Prediction of thermodynamic properties of natural gas mixtures using 10 equations of state including a new cubic two-constant equation of state

Abstract

In this contribution, 10 equations of state (EoSs) are used to predict the thermo-physical properties of natural gas mixtures. One of the EoSs is proposed in this work. This EoS is obtained by matching the critical fugacity coefficient of the EoS to the critical fugacity coefficient of methane. Special attention is given to the supercritical behavior of methane as it is the major component of natural gas mixtures and almost always supercritical at reservoir and surface conditions. As a result, the proposed EoS accurately predicts the supercritical fugacity of methane for wide ranges of temperature and pressure.

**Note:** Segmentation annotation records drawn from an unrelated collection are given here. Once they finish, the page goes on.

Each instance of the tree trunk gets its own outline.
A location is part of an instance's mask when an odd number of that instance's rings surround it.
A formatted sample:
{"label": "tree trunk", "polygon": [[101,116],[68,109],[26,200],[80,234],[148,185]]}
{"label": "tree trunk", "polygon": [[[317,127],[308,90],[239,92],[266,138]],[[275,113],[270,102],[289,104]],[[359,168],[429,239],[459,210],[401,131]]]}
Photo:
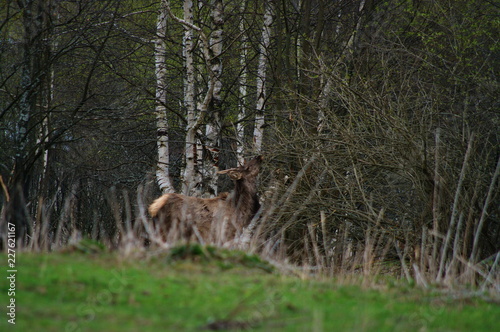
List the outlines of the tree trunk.
{"label": "tree trunk", "polygon": [[156,73],[156,129],[158,146],[158,164],[156,167],[156,180],[163,193],[174,192],[174,186],[169,174],[169,140],[168,140],[168,117],[167,117],[167,95],[166,95],[166,44],[167,32],[167,0],[161,1],[158,20],[156,22],[155,40],[155,73]]}
{"label": "tree trunk", "polygon": [[244,119],[246,117],[246,103],[247,103],[247,78],[248,78],[248,67],[247,67],[247,57],[248,57],[248,35],[246,33],[244,13],[246,9],[246,1],[241,4],[241,15],[239,29],[241,33],[241,53],[240,53],[240,76],[239,76],[239,94],[240,98],[238,100],[238,120],[236,123],[236,157],[238,159],[238,164],[243,165],[245,162],[245,126]]}
{"label": "tree trunk", "polygon": [[254,153],[262,153],[265,124],[265,102],[266,102],[266,69],[269,56],[269,44],[271,41],[271,25],[273,23],[272,8],[269,2],[265,4],[264,26],[262,27],[262,42],[260,44],[259,64],[257,68],[257,107],[255,115],[255,127],[253,132]]}
{"label": "tree trunk", "polygon": [[210,103],[210,114],[205,128],[206,142],[205,153],[207,158],[204,158],[203,178],[206,183],[203,188],[204,194],[209,196],[217,195],[217,171],[219,170],[219,147],[220,147],[220,111],[222,104],[222,35],[224,32],[224,17],[222,0],[214,0],[212,7],[212,25],[213,31],[210,38],[210,70],[214,78],[214,88],[212,101]]}
{"label": "tree trunk", "polygon": [[[184,21],[193,24],[193,2],[184,1]],[[199,188],[200,178],[197,172],[197,144],[196,135],[198,131],[198,117],[195,102],[195,67],[194,67],[194,43],[193,29],[186,28],[184,32],[184,63],[186,66],[186,78],[184,80],[184,106],[187,113],[186,147],[184,176],[182,181],[182,193],[193,195],[195,188]]]}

Using the van der Waals mixing rules with zero binary interaction parameters, the proposed EoS predicts the compressibility factors and speeds of sound data of natural gas mixtures with best accuracy among the other EoSs. The average absolute error was found to be 0.47% for predicting the compressibility factors and 0.70% for the speeds of sound data. The proposed EoS was also used to predict thermal and equilibrium properties. For predicting isobaric heat capacity, Joule–Thomson coefficient, dew points and flash yields of natural gas mixtures, the predictive accuracy of the EoS is comparable to the predictive accuracy of the Redlich–Kwong–Soave (RKS) EoS or one of its variants. For predicting saturated liquid density of LNG mixtures, however, the accuracy of predictions is between the RKS and Peng–Robinson (PR) EoSs.